James always had a way of stripping away her excuses. She saw herself in Malikel’s study just a few days prior, pleading with the Defense Minister to get Flick out of the early units. Of course, if Flick had been excused, someone else would have been conscripted in his stead, but that hadn’t stopped Kyra.
“What’s the point, then?” Kyra wasn’t sure if the disgust in her voice was aimed more at the wallhuggers or at herself. “What’s the point of fighting against the ones in power if others’ll just take their place? Mayhap it’s better just to live my own life and let things fall as they will.”
“That was the life you were living before I took you into the Guild. But I don’t believe you can just turn a blind eye, once you’ve seen what the world is like. I couldn’t.”
“What do you want for Forge?” Kyra asked. “Would you see the whole Palace razed to the ground?”
“Does the city truly need to make its decisions in marble-lined halls? Would we really forget how to live our lives if the Council were not there to dictate it?”
“You can’t possibly want anarchy,” said Kyra.
“There are ways to rule that don’t require the rich to step on the weak. The city’s trade guilds rule themselves adequately without wallhuggers. Parna’s people elect representatives that rule in concert with the nobles.”
“So my efforts to discredit Willem—is that goal too small for you?” she asked.
“It’s a step. Willem must go, but he cannot simply be dispatched. He’s a good enough politician that his death would make him a martyr and cement his cause. No. Willem must be disgraced before he’s brought low.”
Kyra wondered again about what kind of man James had been before. For a moment, she imagined what might have happened if she’d stayed in the Guild, if she hadn’t killed that manservant so early on, or if she hadn’t had Bella or Flick to keep her grounded. Would she have followed in James’s footsteps, becoming just slightly more ruthless, year after year? Would she have become his lover and protégé, taken up his cause?

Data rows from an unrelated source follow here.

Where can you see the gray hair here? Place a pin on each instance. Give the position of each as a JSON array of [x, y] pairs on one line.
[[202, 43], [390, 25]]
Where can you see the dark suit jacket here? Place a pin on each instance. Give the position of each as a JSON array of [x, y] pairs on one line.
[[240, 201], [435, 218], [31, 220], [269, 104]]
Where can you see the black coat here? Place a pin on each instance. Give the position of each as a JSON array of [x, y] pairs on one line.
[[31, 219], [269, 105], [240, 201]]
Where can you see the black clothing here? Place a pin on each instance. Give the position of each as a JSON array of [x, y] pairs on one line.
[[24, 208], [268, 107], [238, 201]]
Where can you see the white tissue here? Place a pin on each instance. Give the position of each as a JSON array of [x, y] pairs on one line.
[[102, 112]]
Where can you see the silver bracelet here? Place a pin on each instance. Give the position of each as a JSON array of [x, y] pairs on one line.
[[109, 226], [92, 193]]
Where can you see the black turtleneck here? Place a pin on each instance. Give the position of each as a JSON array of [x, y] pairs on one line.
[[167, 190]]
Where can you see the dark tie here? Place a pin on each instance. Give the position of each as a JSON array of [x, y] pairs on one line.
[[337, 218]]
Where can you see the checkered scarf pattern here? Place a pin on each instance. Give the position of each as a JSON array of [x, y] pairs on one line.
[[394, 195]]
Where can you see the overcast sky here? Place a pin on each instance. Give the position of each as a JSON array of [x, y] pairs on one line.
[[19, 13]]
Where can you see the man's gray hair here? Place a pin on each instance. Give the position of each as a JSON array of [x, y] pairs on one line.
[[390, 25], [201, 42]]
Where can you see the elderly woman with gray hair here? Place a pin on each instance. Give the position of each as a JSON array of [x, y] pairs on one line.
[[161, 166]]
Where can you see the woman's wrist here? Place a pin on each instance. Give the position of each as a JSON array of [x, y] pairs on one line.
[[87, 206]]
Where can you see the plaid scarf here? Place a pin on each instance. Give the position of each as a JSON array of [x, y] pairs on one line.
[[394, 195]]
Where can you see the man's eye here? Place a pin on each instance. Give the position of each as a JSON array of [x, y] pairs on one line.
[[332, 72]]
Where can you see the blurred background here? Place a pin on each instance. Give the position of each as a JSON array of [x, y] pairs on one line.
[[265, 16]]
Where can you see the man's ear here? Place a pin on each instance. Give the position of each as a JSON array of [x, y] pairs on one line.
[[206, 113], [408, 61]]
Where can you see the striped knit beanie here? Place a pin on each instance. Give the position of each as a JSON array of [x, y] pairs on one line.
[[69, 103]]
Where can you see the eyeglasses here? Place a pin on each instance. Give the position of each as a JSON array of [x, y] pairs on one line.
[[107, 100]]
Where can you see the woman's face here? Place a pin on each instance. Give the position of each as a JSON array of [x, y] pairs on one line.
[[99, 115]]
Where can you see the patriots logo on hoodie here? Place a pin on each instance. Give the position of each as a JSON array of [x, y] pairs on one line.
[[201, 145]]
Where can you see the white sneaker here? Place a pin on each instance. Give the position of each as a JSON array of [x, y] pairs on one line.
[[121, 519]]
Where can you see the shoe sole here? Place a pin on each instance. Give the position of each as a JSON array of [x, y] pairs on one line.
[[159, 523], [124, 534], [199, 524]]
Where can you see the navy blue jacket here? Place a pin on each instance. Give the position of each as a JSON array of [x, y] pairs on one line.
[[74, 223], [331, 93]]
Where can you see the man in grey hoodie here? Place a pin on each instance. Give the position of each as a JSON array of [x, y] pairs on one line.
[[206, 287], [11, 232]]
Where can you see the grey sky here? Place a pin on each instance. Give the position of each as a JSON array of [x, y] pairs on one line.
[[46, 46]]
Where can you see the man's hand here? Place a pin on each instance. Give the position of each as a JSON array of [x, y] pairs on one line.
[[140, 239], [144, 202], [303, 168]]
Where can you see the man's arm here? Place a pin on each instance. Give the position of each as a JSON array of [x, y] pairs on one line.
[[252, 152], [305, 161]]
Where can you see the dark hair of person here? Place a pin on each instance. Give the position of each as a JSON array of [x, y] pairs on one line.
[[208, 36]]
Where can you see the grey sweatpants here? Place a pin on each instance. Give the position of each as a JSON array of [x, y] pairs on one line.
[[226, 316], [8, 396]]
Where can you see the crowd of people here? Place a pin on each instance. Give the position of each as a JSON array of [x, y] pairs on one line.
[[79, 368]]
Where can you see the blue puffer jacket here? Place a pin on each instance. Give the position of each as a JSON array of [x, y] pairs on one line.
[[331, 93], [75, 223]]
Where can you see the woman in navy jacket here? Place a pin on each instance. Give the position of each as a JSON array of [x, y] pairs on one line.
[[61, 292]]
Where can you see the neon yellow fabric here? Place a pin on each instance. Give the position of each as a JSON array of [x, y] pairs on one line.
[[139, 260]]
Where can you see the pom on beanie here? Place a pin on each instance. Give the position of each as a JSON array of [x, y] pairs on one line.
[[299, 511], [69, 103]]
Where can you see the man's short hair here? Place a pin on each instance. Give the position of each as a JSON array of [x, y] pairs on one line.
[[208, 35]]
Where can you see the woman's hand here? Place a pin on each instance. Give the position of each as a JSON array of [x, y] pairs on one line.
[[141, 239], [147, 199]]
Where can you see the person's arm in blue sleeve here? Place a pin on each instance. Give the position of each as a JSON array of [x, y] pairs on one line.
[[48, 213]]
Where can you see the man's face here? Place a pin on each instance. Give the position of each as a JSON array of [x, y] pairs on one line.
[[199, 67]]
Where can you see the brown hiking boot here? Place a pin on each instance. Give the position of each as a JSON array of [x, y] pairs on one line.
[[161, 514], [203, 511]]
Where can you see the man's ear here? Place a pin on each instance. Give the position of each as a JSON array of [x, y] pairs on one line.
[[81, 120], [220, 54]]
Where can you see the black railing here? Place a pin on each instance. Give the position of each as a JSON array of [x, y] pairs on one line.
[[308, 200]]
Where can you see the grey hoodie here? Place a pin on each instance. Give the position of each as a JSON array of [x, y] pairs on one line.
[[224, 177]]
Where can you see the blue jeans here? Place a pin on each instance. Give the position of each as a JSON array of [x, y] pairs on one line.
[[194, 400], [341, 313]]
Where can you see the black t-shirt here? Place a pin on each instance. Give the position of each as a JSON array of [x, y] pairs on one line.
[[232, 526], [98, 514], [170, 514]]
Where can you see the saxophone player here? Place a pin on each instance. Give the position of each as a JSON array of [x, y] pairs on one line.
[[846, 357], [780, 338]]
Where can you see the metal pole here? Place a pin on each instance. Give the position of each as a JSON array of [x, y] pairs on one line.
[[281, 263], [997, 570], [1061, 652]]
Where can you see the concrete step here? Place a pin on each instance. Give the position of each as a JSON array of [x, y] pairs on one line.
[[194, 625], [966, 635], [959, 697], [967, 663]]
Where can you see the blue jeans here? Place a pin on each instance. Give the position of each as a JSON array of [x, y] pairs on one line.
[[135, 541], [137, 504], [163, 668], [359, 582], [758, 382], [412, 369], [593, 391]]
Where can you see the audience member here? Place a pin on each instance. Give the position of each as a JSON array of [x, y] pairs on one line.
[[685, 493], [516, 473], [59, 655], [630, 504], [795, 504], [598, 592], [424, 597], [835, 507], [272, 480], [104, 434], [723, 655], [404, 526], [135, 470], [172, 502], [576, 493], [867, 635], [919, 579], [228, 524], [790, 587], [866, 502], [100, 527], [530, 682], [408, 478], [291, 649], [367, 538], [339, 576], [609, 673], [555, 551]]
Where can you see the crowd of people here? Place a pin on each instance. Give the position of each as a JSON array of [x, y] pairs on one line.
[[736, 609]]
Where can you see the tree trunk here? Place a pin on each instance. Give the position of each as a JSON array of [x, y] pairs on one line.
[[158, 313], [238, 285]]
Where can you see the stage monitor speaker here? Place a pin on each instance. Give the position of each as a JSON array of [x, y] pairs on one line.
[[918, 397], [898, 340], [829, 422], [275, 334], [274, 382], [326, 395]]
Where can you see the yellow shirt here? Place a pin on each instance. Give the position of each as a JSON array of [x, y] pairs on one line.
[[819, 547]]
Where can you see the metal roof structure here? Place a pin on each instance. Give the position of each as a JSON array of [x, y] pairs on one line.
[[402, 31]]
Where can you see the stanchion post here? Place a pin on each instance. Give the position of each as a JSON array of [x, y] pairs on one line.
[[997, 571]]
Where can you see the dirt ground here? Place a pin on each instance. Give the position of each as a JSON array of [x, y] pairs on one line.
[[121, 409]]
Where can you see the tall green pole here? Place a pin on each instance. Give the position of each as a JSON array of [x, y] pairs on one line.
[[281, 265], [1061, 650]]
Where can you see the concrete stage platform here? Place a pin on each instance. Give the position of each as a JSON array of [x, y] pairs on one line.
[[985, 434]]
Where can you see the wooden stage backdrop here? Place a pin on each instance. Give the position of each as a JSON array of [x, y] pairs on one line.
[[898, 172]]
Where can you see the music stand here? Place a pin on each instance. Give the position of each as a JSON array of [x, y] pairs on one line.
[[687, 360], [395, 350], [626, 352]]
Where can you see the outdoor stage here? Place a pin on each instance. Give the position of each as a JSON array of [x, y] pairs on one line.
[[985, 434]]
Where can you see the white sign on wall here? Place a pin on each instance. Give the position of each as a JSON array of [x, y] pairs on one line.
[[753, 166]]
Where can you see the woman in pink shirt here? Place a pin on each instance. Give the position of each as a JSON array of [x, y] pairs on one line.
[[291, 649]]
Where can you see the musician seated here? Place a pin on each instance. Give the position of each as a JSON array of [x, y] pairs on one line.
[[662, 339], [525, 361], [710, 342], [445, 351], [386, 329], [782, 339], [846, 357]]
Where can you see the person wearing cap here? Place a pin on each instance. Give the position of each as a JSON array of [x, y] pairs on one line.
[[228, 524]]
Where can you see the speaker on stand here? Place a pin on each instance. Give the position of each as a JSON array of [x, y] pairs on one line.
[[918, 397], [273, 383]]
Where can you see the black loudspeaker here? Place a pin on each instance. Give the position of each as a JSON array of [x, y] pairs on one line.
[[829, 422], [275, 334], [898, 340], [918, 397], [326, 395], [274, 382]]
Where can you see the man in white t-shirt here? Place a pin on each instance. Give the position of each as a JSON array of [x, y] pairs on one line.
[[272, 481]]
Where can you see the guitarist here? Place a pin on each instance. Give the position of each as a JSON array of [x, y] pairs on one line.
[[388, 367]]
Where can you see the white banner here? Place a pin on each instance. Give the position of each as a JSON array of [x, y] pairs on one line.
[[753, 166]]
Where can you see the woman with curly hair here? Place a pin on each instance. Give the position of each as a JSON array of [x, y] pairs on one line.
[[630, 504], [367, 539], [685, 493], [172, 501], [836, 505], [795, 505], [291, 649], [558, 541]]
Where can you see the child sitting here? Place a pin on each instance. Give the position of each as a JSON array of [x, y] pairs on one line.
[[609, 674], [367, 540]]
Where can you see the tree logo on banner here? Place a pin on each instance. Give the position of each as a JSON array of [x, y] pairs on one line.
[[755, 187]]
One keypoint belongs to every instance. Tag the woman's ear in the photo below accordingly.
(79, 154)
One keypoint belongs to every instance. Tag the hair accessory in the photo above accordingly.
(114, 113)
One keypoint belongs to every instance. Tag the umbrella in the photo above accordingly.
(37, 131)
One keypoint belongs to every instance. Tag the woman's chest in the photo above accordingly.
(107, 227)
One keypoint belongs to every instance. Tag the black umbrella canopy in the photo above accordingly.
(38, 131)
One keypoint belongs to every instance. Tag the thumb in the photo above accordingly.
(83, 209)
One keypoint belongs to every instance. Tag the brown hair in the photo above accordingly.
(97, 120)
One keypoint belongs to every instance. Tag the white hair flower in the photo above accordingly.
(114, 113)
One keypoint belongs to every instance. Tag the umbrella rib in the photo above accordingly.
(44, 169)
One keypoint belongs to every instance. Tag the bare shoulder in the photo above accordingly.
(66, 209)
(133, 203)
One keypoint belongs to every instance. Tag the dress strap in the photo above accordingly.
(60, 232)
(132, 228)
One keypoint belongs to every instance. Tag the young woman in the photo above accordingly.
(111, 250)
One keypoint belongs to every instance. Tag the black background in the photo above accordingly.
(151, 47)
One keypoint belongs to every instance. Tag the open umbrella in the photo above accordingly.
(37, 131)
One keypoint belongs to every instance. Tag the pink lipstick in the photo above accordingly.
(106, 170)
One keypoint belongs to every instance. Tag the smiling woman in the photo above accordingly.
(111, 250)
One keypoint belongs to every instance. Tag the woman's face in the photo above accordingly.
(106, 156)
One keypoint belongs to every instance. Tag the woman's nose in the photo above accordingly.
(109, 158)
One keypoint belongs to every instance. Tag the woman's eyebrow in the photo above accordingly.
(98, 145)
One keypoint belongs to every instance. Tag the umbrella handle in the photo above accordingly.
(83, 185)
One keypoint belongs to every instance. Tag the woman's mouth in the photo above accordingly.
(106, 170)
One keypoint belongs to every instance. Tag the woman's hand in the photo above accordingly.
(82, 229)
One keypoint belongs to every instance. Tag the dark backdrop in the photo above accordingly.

James looked at her again, perhaps sensing the direction of her thoughts. “You and I are not very different,” he said. “Not very different at all.”
“You keep saying that,” she said. The dankness of the dungeon settled on her skin.
“I say it because it’s true.”
E L E V E N
If it hadn’t been for the whole “being sent out to fight demon cats” thing, Flick might well have enjoyed being conscripted into the early patrol units. His fellow recruits were friendly folk—men ranging from Kyra’s age to those with young grandchildren. The Palace fed them well enough (some of the merchants complained about the food’s quality, but Flick wasn’t picky), and he learned quite a few new skills. And while Sir Malikel and his men exhibited some wallhugger snobbishness from time to time, Flick had encountered far worse.
Since his conscription, Flick reported to the Palace every day for training. Today, he and his unit congregated on the training fields. The large, flat fields were supposedly covered with grass during the summer, though the surface was now well-packed straw and dirt. While the grounds were large enough to run horses, the only people currently on it were on foot.